„Some are Born to sweet delight, some are Born to Endless Night“.

William Blake…

Schon wieder habe ich in einer Zeitung von der sunnitischen IS gelesen. Wer die IS als orthodoxe Sunniten bezeichnet ist einfach nur dumm. Aus der möglichen Identität dieser Terroristen auf eine übliche inhaltliche Affinität zum Sunnitentum zu schließen ist einfach nur vermessen. Die IS hat nichts mit orthodox und mit sunnitisch zu tun wie es viele Menschen verstehen. Es gibt viele sunnitisch und schiitische Gläubige und den Mainstream der überhaupt nichts für diesen Wahnsinn übrig haben. Gleichwohl bedient sich die IS & Co. Mittel und Symbolik aus diesem Bereich und gibt sich den Anschein. Trotzdem liefert die IS, das muß man wohl oder übel zugeben, eine mögliche Interpretation der islamischen Geschichte und des Korans die selektiv und sehr tendenziös ist. Einige Dinge sind aus dem frühen Islam entlehnt, aus einem morbiden anachronistisch universalistischem Verständnis heraus. Insofern hat es mit dem Islam zu tun auch wenn es die kontextualisierend-historische Rezeptionsgeschichte völlig außer Acht lässt. Insofern ist es  nicht identisch mit dem „Islam“ und der breiten Lehre und folglich auch nicht orthodox. Trotzdem bedient es sich Elemente islamischer Praktiken aber ohne ihrem hermeneutisch-rechtlichen Bezugspunkt und diesem Geist entsprechenden geistigen Horizont. Wie in einer Collage werden Dinge vermischt und einfach das Label Kalifat und Scharia aufgesetzt.

Das Ergebnis ist blutrünstiger islamischer Dadaismus in Reinform und eine Form von islamischer Vergesellschaftung, die bei genügender Verbreitung sich zu einer eigenständigen ernstzunehmenden Theologie entwickeln könnte. Noch primitiver als die saudische Variante auf der Halbinsel. Hier entsteht eine Art islamischer Leviathan, eine Mischung von Hells Angels und Mexikanischen Kartellen die in Punkto Einschüchterung, Destruktivität und Mordlust ihresgleichen sucht. Nach hinreichender Dezimierung von „fremden“ Elementen und Abschreckung der Menschen, sichert die IS im Austausch von Freiheit und Demokratie der Bevölkerung Sicherheit zu. Eine ordnungspolitische Vorstellung, in der Tugendterror herrscht.

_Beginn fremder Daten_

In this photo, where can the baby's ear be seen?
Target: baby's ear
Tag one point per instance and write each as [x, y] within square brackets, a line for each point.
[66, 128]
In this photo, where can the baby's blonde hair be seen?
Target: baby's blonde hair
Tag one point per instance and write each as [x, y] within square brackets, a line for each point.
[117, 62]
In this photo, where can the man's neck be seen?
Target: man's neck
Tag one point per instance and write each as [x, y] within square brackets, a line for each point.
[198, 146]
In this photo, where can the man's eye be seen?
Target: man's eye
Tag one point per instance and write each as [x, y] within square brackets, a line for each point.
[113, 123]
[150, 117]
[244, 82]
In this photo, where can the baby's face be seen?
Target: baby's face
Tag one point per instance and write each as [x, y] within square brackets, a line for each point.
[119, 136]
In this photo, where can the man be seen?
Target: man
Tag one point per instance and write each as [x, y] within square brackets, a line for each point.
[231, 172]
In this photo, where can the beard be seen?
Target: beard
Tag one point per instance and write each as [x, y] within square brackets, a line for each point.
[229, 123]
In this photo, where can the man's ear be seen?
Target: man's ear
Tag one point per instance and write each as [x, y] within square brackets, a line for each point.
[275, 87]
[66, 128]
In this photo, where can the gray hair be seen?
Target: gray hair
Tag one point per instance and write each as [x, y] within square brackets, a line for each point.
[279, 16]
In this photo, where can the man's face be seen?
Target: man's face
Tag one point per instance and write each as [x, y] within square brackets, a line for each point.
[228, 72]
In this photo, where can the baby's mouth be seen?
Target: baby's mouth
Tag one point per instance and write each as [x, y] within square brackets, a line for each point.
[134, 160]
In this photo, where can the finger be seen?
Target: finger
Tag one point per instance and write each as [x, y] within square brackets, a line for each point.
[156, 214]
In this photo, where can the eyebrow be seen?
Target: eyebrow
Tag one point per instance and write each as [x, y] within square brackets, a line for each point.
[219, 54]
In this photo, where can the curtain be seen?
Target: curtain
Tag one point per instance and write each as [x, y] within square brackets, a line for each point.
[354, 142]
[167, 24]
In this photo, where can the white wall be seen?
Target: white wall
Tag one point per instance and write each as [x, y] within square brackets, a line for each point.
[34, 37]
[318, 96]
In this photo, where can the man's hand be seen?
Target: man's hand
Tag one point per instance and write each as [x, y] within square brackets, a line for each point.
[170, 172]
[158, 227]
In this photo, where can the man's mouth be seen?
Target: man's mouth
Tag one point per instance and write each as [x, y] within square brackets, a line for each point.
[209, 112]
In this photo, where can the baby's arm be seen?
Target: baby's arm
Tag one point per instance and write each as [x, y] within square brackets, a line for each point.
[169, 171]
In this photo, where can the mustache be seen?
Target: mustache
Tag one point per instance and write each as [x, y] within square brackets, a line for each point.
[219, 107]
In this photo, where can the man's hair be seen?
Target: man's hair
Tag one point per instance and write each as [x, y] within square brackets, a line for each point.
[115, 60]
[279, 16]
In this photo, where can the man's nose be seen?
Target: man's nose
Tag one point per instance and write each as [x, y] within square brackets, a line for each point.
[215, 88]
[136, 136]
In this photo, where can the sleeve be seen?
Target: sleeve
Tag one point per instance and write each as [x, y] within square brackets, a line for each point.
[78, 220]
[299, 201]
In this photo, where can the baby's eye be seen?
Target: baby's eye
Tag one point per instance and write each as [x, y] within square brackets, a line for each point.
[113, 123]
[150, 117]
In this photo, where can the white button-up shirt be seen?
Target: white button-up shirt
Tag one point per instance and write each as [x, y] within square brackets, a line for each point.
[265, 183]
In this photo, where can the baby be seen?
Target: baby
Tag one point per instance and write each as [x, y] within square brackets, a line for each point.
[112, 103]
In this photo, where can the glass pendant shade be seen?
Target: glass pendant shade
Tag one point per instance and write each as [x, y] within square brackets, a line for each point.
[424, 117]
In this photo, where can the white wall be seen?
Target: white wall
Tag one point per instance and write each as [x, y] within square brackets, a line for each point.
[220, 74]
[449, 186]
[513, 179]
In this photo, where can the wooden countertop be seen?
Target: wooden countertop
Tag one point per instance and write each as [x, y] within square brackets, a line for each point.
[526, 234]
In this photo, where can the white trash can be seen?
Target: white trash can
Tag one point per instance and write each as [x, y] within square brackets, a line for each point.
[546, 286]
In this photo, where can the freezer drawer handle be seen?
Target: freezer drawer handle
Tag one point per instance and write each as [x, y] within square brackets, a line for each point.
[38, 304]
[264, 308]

Ein bestialischer Tugendterror der leider irgendwann sogar Anklag in der Bevölkerung findet weil Opposition und Kriminelle bestialisch hingeschlachtet werden.

Das Schlimme ist das die IS neben dem wahlosen Morden auch ihrem Zugriff entzogene Menschen entmenschlichen, also uns. Ich ertappe mich ständig dabei wie ich vor lauter Wut, Empörung und Rachlust, es der IS vor meinem geistigen Auge heimzahle. Sieg der IS auf ganzer Linie.

Neben der ganzen Diskussin ob Waffen geliefert werden sollen, wird ein wichtiger Aspekt völlig ausgeblendet. Was können wir hier tun? Was gegen Spieltarten des Salafismus hier in Deutschland? Wie können wir verhindern das Jugendliche sich dieser Horde anschließen? Wir müssen neben wichtiger Prävention und nötigen pädagogischen Maßnahmen auch eine Form von Aufmerksamkeit und inner-islamischem Universum entwickeln, das ein Maximum an radikaler Offenheit, Freiheit und Abwesenheit an Bevormundung erlaubt. Also Foren der Wissensvergabe und der Artikulation von (Selbst-) Zweifel, Leiden, Liebe, Freude und Wut. Nur durch diese Integration halten wir junge Muslime (egal ob religiös, säkular, homo, hetero oder was auch immer) ab radikale und extreme Formen der Artikulation aufzusuchen oder in ihre Fänge zu geraten.

Wenn das hoffentliche durchgestanden ist, werden die Muslime wohl eine Post-IS Phase durchmachen müssen wenn sie das alles verarbeiten wollen. Der Islam wird wohl auf die Kautsch müssen.